Streit um Oktoberfest-Pläne im türkischen Antalya

Kein Prosit für die Gemütlichkeit in Antalya. So will es zumindest die türkische Wohlfahrtsorganisation "Yesilay". In der Zeitung "Zaman" forderte ein Mitglied, die Stadtverwaltung solle das geplante Oktoberfest absagen. Es soll kommende Woche zum dritten Mal stattfinden. Das sei fahrlässig, hieß es in der Kritik, da dort in den vergangenen Jahren Menschen aufgrund übermäßigen Alkoholkonsums gestorben seien. Einer in einer Schlägerei, der andere an einem Herzinfarkt. Der Bürgermeister von Antalya, Mustafa Alkaydin, wies den Vorwurf als "leeres Gerede" zurück. Er gilt als Kritiker der Regierungspartei, der er islamistische Tendenzen vorwirft.
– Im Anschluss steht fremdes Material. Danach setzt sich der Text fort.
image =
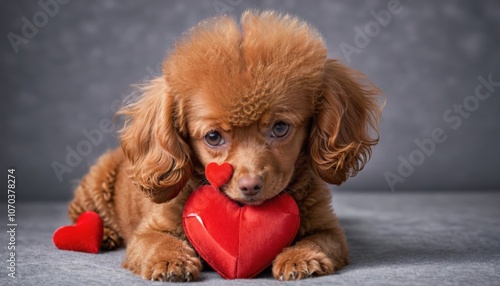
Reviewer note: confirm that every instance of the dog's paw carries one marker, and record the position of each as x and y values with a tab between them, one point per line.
174	269
110	240
173	262
301	262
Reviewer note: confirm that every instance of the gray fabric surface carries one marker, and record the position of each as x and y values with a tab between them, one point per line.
395	239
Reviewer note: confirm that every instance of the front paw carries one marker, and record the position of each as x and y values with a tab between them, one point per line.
169	263
301	262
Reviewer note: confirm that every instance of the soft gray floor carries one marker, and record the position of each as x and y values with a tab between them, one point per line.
395	239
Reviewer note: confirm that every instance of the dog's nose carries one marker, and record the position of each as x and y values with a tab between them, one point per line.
250	186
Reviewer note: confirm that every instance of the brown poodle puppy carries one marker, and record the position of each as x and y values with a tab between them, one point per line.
263	97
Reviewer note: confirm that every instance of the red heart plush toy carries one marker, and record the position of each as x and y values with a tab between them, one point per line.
84	236
237	241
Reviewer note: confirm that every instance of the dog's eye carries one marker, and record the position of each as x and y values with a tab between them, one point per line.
214	139
280	129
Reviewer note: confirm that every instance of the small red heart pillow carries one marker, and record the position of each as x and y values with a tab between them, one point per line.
84	236
239	241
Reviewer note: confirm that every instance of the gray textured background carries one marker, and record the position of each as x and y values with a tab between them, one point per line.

Erst vor kurzem wurden in der Türkei die Auflagen für den Verkauf von Alkohol verschärft. Manche sehen darin eine unangebrachte Einmischung der islamisch geprägten Regierung. Alkohol ist im sunnitischen und schiitischen Islam verboten.

Quelle: DRadio Wissen Lizenz: Creative Commons Licence: Namensnennung, keine kommerzielle Nutzung, keine Bearbeitung (BY-NC-CD)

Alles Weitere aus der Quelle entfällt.